When G–d desired to create the world, He went for the most outrageous solution. With the power of His very Essence, He burst it into being out of the absolute void. And He continues doing so every moment.
He could have done things otherwise. He could have taken an orderly approach and allowed a creation to gradually evolve, while staying aloof and beyond the whole thing. Even though that doesn’t make sense to us, He could have made a universe with a different set of logic so that it would have made sense.
But as it stands, the world was created with an outrageous solution. That is why such solutions tend to be the most natural ones to this day. With all your essence, go for it head-on.
Toronto
We believe that G_d created something out of nothing--and that at every moment, He continues sustaining the world out of nothing.

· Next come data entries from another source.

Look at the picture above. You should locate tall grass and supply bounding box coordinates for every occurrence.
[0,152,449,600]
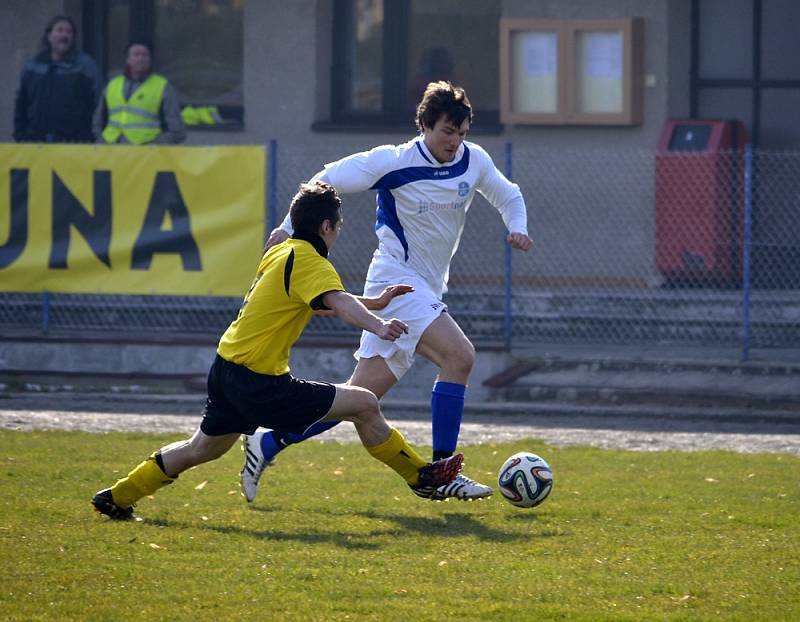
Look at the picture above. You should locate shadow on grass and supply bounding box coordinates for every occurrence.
[358,511,563,542]
[145,508,564,550]
[145,518,396,550]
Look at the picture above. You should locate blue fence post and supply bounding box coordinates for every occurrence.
[742,143,753,362]
[267,138,278,231]
[503,141,514,350]
[42,290,50,335]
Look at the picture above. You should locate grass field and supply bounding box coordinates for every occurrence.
[0,431,800,622]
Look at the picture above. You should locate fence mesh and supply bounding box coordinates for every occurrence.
[0,145,800,354]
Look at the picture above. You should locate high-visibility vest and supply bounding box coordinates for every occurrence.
[103,73,167,145]
[181,106,222,125]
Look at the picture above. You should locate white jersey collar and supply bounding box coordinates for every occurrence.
[414,135,464,168]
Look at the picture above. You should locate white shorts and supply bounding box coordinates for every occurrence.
[353,276,447,380]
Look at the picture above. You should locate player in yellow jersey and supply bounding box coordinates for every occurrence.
[92,181,463,520]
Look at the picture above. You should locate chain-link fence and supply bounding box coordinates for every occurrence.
[0,145,800,358]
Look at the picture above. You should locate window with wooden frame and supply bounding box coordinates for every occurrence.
[500,18,642,125]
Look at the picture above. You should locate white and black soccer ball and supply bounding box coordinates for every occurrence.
[497,451,553,508]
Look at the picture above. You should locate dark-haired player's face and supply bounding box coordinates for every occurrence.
[47,22,75,58]
[125,44,150,74]
[422,115,469,164]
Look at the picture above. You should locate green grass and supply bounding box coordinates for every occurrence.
[0,431,800,622]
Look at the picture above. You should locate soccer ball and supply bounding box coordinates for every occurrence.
[497,451,553,508]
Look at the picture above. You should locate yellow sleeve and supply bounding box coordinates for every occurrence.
[289,255,345,306]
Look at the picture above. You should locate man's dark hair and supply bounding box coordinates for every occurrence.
[39,15,78,54]
[417,81,472,132]
[289,181,342,235]
[125,39,154,59]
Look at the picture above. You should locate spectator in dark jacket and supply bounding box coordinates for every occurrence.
[14,15,102,143]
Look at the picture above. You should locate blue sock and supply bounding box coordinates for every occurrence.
[431,380,467,460]
[261,421,341,460]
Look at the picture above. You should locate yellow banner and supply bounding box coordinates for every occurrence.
[0,144,266,296]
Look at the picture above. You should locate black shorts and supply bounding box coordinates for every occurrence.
[200,355,336,436]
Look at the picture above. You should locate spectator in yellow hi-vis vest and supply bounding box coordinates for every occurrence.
[92,41,186,145]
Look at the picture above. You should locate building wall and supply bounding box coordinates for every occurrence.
[0,0,690,284]
[0,0,690,150]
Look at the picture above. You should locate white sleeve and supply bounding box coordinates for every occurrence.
[280,145,398,235]
[473,146,528,235]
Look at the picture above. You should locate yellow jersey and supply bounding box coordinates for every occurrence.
[217,238,345,376]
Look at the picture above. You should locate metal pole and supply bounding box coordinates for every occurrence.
[742,143,753,362]
[268,138,278,233]
[503,142,514,350]
[42,290,50,335]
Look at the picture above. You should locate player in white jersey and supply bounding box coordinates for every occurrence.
[241,82,532,501]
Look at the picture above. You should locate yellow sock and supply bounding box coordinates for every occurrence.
[367,428,428,486]
[111,454,175,508]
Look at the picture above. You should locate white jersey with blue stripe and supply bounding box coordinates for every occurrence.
[283,136,528,297]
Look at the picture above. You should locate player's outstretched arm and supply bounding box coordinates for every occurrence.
[356,284,414,311]
[506,231,533,251]
[322,291,408,341]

Being G_d, however, He could have done otherwise. He could have step by step brought a world to emerge out of His presence. Perhaps we can't make sense of that--how can you go step by step from absolute unboundedness to a finite world? But if did do it that way, He could have made it make sense as well. After all, He's G_d.
But He didn't. He chose to create the world "suddenly"--for it to just emerge out of absolute nothingness.

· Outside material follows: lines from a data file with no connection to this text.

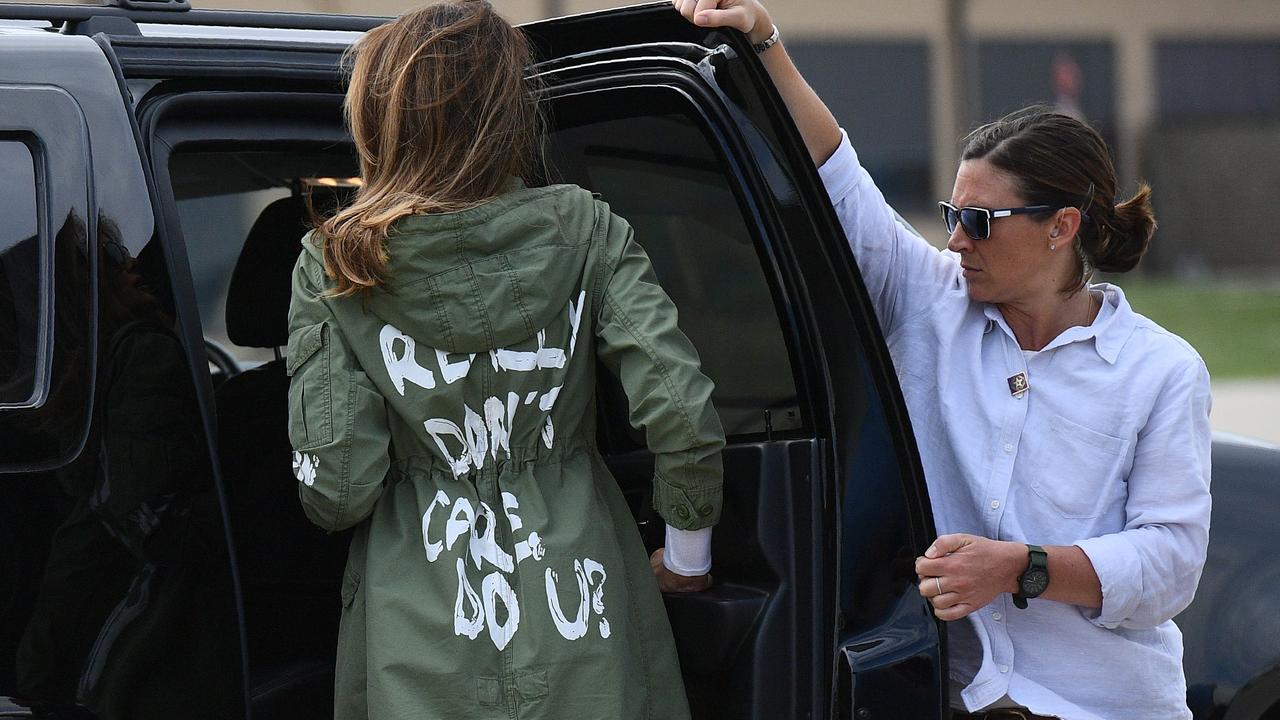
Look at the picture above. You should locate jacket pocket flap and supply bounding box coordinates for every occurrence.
[284,323,324,378]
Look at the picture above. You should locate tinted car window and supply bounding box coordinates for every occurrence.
[550,99,804,436]
[0,141,44,405]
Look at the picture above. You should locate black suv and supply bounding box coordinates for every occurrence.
[0,0,1280,720]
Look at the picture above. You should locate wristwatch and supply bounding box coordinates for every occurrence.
[1014,544,1048,610]
[751,26,782,55]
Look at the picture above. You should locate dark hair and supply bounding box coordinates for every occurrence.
[319,0,543,296]
[961,105,1156,292]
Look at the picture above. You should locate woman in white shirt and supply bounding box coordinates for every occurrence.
[673,0,1210,720]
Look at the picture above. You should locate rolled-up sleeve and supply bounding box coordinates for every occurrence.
[818,131,960,336]
[1076,357,1212,628]
[287,245,390,532]
[596,210,724,530]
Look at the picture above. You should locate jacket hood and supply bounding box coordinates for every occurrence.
[305,181,596,352]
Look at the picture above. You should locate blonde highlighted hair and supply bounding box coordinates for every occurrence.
[317,0,543,296]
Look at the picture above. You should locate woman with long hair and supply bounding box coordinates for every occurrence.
[288,0,724,720]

When the Rebbe explained this (and the intellectuals listening really had their world shaken by it), he provided a practical application: Since G_d created the world this way, every good solution in the world will work in the same way. Don't go under it, just go over it.
Now read the thought again.
Thornhill, Ontario
Is there another way to step higher than the way above defined?

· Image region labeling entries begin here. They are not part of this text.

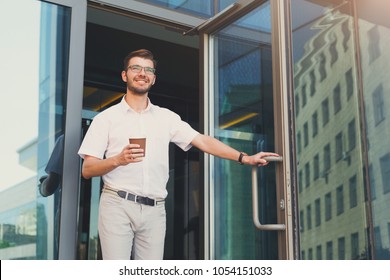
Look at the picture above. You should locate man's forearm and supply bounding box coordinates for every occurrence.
[82,156,119,179]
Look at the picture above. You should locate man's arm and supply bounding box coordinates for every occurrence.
[191,134,279,166]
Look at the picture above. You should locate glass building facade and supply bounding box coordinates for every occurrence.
[0,0,390,260]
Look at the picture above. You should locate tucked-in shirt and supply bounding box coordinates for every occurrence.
[78,98,199,198]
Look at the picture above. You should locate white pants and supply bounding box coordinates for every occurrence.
[98,189,166,260]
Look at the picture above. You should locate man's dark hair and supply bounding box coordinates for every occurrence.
[123,49,157,71]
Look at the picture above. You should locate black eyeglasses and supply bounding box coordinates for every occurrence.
[127,65,156,75]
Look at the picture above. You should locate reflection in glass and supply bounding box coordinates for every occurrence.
[212,2,277,259]
[291,0,390,259]
[0,0,70,259]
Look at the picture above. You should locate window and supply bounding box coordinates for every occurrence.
[372,84,385,125]
[368,164,378,200]
[314,198,321,227]
[337,237,345,260]
[329,37,339,66]
[306,205,311,230]
[319,53,326,82]
[335,132,343,162]
[341,19,351,52]
[324,144,330,173]
[380,153,390,194]
[333,83,341,115]
[325,192,332,221]
[309,70,316,96]
[368,25,381,64]
[305,162,310,188]
[303,122,309,147]
[348,119,356,152]
[322,98,329,126]
[301,84,307,108]
[313,154,320,180]
[351,232,359,260]
[307,248,313,260]
[326,241,333,260]
[298,170,303,193]
[345,68,353,100]
[336,185,344,215]
[316,245,322,260]
[311,111,318,138]
[297,132,302,155]
[349,175,357,208]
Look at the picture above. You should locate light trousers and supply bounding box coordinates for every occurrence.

When you make something, does that mean there is a "problem"? Maybe you just felt like making something. Why use the word "solution" when there is no problem?
And why do you say that the way Gd did it was "outrageous"? It sounds perfectly natural to us. We've heard it all our lives. You don't give us a reason to think it's "outrageous". I don't get it.
The account in Bereshit doesn't say "burst," and we don't know that "tohu vvohu" means "void" either, since those words never recur.
This post seems more cryptic than usual. At least, I am not getting it. When I read the account of creation in Bereshis, I see nothing outrageous and I see nothing bursting. Most importantly, I see no "problem" and therefore no need of a "solution". Your injunction at the end is supposedly derived from Gd's creation technique but I am not convinced that Gd's creation was outrageous.